If you remember my last experiment with a dragon fruit produced my Imperial Dragon; a divinely exotic fruit smoothie slash juice made with dragon fruit, mango, lychee, rambutan and lime. It was absolutely delicious, but very very high in sugar. So this time I decided to go for something a little less opulent.
Here is what I tried:
I popped the whole dragon fruit including the skin, in my blender along with both cheeks, also including skin, of 1 mango, 10 frangipani flowers, – yes, the flower, it is edible and it is delicious and tastes just like it smells, sweet and exotic. I then tipped in the water from 1 young drinking coconut.
By the way, I considered using the flesh of the coconut. Young coconut should have a very thin soft layer of flesh, however when I cracked this one open it was very thick, as you can see from the picture, and not much softer than a mature coconut, so I left it as it would have been just too much coconut fibre, taste and fat (for me personally).

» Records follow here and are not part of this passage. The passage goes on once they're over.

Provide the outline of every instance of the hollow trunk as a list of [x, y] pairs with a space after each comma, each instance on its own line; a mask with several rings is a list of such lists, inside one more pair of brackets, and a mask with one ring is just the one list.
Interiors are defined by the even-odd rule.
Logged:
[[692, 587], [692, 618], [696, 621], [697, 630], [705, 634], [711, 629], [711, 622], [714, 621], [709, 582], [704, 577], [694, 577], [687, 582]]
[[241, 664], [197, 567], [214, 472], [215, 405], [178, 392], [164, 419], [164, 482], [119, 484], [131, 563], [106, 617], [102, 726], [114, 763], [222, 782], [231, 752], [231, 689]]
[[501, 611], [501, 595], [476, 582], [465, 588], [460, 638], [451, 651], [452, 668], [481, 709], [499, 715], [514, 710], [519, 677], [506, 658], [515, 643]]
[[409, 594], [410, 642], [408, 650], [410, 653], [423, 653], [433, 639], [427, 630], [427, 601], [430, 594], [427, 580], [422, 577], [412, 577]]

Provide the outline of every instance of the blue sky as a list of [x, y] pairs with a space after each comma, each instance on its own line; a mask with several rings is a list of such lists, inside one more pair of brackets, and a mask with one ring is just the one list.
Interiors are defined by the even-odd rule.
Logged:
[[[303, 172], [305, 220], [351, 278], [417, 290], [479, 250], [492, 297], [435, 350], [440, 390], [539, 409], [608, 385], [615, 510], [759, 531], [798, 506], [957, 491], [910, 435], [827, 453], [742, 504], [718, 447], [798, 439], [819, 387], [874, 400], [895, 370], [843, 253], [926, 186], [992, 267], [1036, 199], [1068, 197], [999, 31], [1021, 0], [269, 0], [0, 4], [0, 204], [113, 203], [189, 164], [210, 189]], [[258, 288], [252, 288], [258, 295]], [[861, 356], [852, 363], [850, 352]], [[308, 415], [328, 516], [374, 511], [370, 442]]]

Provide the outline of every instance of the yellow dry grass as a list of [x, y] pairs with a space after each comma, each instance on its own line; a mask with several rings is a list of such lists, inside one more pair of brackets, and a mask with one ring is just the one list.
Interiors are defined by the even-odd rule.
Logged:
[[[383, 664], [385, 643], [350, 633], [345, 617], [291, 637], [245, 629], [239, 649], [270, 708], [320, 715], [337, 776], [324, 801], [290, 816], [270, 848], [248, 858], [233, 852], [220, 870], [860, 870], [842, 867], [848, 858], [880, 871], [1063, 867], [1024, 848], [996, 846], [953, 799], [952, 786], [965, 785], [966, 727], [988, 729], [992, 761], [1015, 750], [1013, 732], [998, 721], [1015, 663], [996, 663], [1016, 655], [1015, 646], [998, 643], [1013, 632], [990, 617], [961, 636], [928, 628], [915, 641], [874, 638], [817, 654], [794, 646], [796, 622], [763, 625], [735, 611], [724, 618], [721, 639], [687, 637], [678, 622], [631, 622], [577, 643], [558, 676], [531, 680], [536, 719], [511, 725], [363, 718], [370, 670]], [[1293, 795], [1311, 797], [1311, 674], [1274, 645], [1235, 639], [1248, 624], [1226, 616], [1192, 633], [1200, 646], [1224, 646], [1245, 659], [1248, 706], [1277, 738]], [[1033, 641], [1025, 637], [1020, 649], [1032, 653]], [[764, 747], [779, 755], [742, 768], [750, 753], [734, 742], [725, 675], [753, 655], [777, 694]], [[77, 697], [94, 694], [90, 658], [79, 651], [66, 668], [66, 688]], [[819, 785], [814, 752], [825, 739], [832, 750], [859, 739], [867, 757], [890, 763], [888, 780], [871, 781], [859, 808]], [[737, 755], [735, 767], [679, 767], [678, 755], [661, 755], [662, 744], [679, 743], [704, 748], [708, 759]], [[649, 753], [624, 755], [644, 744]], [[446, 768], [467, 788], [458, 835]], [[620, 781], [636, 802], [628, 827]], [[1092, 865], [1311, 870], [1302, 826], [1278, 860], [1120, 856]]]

Now to the frangipani’s. Despite recent navel ponderings about using them in a juice, the idea came as an afterthought, so I popped out to the garden and grabbed a handful off the tree, washed them to make sure there was none of the milk on them, I have a feeling that would be bad, and threw them all into the blender too.
Last but not least, I added a large handful of ice.
Blend blend blend blend…la la la…dum de dum and voila, a new smoothie is created.
Okay, but was it fabulous like my last dragon fruit experiment? No, not really. It wasn’t horrible, in fact it was quite lovely and refreshing, but I will do it differently next time simply because it wasn’t fabulous, and as lovely as lovely is, it isn’t quite the same as fabulous is it?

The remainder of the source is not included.